Data Science has emerged as one of the most exciting fields in the recent times. Since it is a new field there is both excitement and confusion about it. Data science is a beautiful combination of technology, business, and mathematics that impacts every facet of our life. To list a few, marketers use it to predict the likes and dislikes of their target audience, bankers use it to identify risky customers, sports clubs use it to prevent injuries to their players and presidential candidates use it to improve their fund raising efforts.

This in turn translates into a huge demand for trained professionals in the field of analytics. Gartner estimates that 4.4 million data scientist jobs will be generated by 2015. This is a staggering number, but 2 out of 3 of these requirements will go unrequited due to the lack of skills required for the job of a data scientist.
The vast gap between demand and supply of analytic talent gives people a chance to explore the field of analytics.

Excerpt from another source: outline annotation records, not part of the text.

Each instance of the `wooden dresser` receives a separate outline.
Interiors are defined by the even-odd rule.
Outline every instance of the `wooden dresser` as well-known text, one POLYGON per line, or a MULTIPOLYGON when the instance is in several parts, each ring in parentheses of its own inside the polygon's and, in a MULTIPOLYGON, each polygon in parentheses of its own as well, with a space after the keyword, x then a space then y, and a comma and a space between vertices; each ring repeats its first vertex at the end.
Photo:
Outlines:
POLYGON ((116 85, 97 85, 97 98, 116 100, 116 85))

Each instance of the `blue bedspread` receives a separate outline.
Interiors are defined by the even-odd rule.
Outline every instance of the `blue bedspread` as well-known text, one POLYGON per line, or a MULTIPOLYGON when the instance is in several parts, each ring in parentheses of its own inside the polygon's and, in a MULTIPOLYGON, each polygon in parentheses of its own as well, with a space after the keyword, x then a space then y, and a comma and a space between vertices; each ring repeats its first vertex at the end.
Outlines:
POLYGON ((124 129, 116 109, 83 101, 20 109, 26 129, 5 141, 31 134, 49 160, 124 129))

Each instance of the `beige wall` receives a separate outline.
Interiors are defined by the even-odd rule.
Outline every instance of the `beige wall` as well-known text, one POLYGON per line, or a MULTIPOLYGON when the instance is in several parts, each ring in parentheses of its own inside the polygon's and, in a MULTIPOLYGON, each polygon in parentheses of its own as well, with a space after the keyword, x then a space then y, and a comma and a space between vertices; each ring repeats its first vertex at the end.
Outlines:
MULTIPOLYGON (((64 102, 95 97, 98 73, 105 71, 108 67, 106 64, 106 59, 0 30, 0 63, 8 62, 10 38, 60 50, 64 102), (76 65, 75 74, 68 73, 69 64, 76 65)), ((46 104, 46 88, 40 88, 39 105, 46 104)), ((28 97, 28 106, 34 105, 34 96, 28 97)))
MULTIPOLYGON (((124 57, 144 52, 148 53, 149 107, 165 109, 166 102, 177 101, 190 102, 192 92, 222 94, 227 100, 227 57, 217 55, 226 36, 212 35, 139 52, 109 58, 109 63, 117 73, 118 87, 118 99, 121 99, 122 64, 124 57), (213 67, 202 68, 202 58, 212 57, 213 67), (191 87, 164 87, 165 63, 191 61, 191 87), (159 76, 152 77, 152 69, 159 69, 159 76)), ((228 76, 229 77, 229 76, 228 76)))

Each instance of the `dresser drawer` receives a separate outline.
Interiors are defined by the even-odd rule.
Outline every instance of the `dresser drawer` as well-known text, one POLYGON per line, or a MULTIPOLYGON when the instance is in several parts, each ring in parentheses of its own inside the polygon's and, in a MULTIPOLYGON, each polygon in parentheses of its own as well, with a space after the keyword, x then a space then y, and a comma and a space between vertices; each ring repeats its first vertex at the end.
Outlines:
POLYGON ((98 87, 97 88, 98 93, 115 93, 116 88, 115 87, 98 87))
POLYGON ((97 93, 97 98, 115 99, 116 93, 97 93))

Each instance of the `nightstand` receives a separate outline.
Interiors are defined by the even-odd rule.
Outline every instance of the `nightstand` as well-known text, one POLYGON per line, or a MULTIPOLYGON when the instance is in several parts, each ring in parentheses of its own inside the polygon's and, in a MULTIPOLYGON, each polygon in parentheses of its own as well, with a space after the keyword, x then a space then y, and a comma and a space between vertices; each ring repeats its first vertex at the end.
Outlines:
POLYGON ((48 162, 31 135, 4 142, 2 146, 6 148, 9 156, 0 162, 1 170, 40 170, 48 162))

Professionals around the globe are seeking to equip themselves with data science skills. As with any emerging field, there is an equal mix of excitement and confusion. Companies are asking ‘How do I select a good data scientist?’ and professionals are asking ‘How do I become a good data scientist?’
There are many opinions floating and perceptions about data science being formed, some of them not entirely accurate.

Myth 1: Data science is a field for math nerds.
This is a myth that comes from a lack of understanding about how data science is applied in business. Data science requires an understanding of statistics and probability because most of the predictive modeling techniques are based on these concepts. However, as a data scientist, one is never going to use statistical formulae to calculate results of complex equations. With the introduction of sophisticated software available, today’s data scientists need to focus on understanding the interpretation of these techniques rather than the mechanics of the application. Sadly, most of our books and courses today focus on the mechanics rather than the interpretation.

Take a simple example. The Chi-square is a popular statistical measure that every data scientist needs to know about. However, the crucial question is what a data scientist needs to know about Chi-square. Most of traditional statistical education focuses on the formula and calculation of Chi-square test whereas that is something a data scientist will never actually use in real life. When the data scientist needs to use the Chi-square test, he or she will use statistical software like Excel or SAS or R that will do this for them. Instead, what the data scientist needs to know is when to use this test and how to interpret the results.

This is the reason why data scientists don’t need to be mathematical geeks. What they need to know about statistics involves more of logic and common sense than pure mathematical ability. While one does need to have some comfort with numbers, the role of logical ability and common sense is often underestimated in a good analysis.
So if someone is interested in data science but intimidated by the mathematical complexity that seems to come with it, they need to think again. With the right mix of logic and common sense, one can go far as a data scientist even if one has moderate mathematical abilities.

Myth 2: Learning a tool is the equivalent of becoming a data scientist
People often equate learning a tool such as SAS with becoming an analyst or a data scientist. This is far from the truth. Learning SAS may make an individual a SAS programmer but not a data scientist. A data scientist needs to go beyond the tool and master other skills such as the application of various predictive modeling techniques as well.

While learning a tool is essential, it is not the only thing one needs to do to become a good data scientist. Most people have gone in for tool-based certifications such as the ones offered by the SAS institute in the hope of an easy entry into the world of analytics. But they have been sadly disappointed.
 Organizations ,while hiring data scientists, are looking for a combination of mathematical, programming, and business skills, not just expertise on a particular tool or software.

Myth 3: Artificial intelligence will replace data scientists soon
The field of data science is surely evolving and there has been a push towards automation in data science. Increasingly, sophisticated algorithms are being built in the hope to eliminate the need for a data scientist.

However, this is not likely to happen. Even with the most sophisticated algorithms, we will still need sound judgment, domain expertise and hard work.
Data scientists are here to stay. Demand for their skills is already sky high. And it will continue to increase in the foreseeable future.